Port des Barques

Port des Barques

vendredi 3 novembre 2017

Jeanne Benameur comment traverser la mer


         Chaque chose était nouvelle

         et pour la première fois
         nos mères portaient au front
         un souci qui n'était pas le nôtre

         in La géographie absente, éditions Bruno Doucey, 2017, p.23

Jeanne Benameur est née en 1952 d'un père arabe et d'une mère italienne, à Ain M'Lila, en Algérie, pays qu'elle quittera l'année de ses cinq ans. Elle évoque dans L'enfant qui, livre paru en 2017 chez Actes Sud, ces moments où l'enfance apprend le souci de la vie qui se perd .
Poète, romancière et professeur de Lettres à La Rochelle jusqu'en 2001. Je présenterai ici le poète.

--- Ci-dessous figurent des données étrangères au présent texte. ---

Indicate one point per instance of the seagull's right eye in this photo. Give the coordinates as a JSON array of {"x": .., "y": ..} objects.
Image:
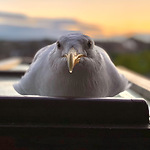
[{"x": 58, "y": 45}]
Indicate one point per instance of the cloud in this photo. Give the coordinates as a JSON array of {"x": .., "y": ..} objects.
[
  {"x": 21, "y": 27},
  {"x": 12, "y": 15}
]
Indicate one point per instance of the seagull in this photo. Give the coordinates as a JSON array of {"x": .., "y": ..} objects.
[{"x": 72, "y": 67}]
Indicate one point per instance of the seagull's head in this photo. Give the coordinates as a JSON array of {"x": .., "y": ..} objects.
[{"x": 74, "y": 48}]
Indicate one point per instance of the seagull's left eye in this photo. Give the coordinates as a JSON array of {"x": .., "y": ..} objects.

         Aujourd'hui nous faisons revenir dans
         notre bouche les sons que nos mères
         gardaient au secret de leurs palais

         la langue ancienne
         vient rythmer notre souffle

         nous découvrons
         que rien n'est oublié

         au fond de nous
         la langue sauvage de nos mères
         la seule grammaire
         des corps
         vivants.

         ibid p.55

Cet arrachement à l'Algérie, sa terre natale, nous vaut des pages émouvantes :
        
         nos mères
         ont disparu sans bruit
         légères
         de tout ce que déjà elles ne possédaient
         plus

         farine et cendre.

         ibid p.49

         Depuis
         nos exils se sont renouvelés
         comme les vagues
         chaque fois plus gonflés
         de houle et de mémoire

         comme les vagues d'ici
         nos exils ont gardé
         une lumière intense
         retenue
         vibrante

         entre fond d'océan
         et acier des nuages.

         ibid p.45

Jeanne Benameur se demande comment trouver la forme de ce qui n'a plus la limite familière alors même que nous étions pauvres de pays et que nous ne savions pas voyager ?
Les mains de nos mères avaient glissé sur la poignée des portes, elles avaient fermé à clef ce qu'elles n'ouvriraient plus.
Comment traverser la mer et après l'avoir traversée comment retrouver les mots très loin sur l'autre terre? L'écriture  par bonheur lui ouvre la voie. 

          dans la langue de nos mères
          nous pouvons nous asseoir à la table de
          la cuisine et attendre le soir
          nous avons notre place.

          ibid p.57

          En silence
          lentement
          dans les pages
          qu'elles ne liront jamais
          nous écrivons
          nous habitons.

          ibid p.59

Dans un précédent recueil, Il y a un fleuve, édité lui aussi par Bruno Doucey en 2012,
Jeanne Benameur écrit que "l'oubli est plus vaste".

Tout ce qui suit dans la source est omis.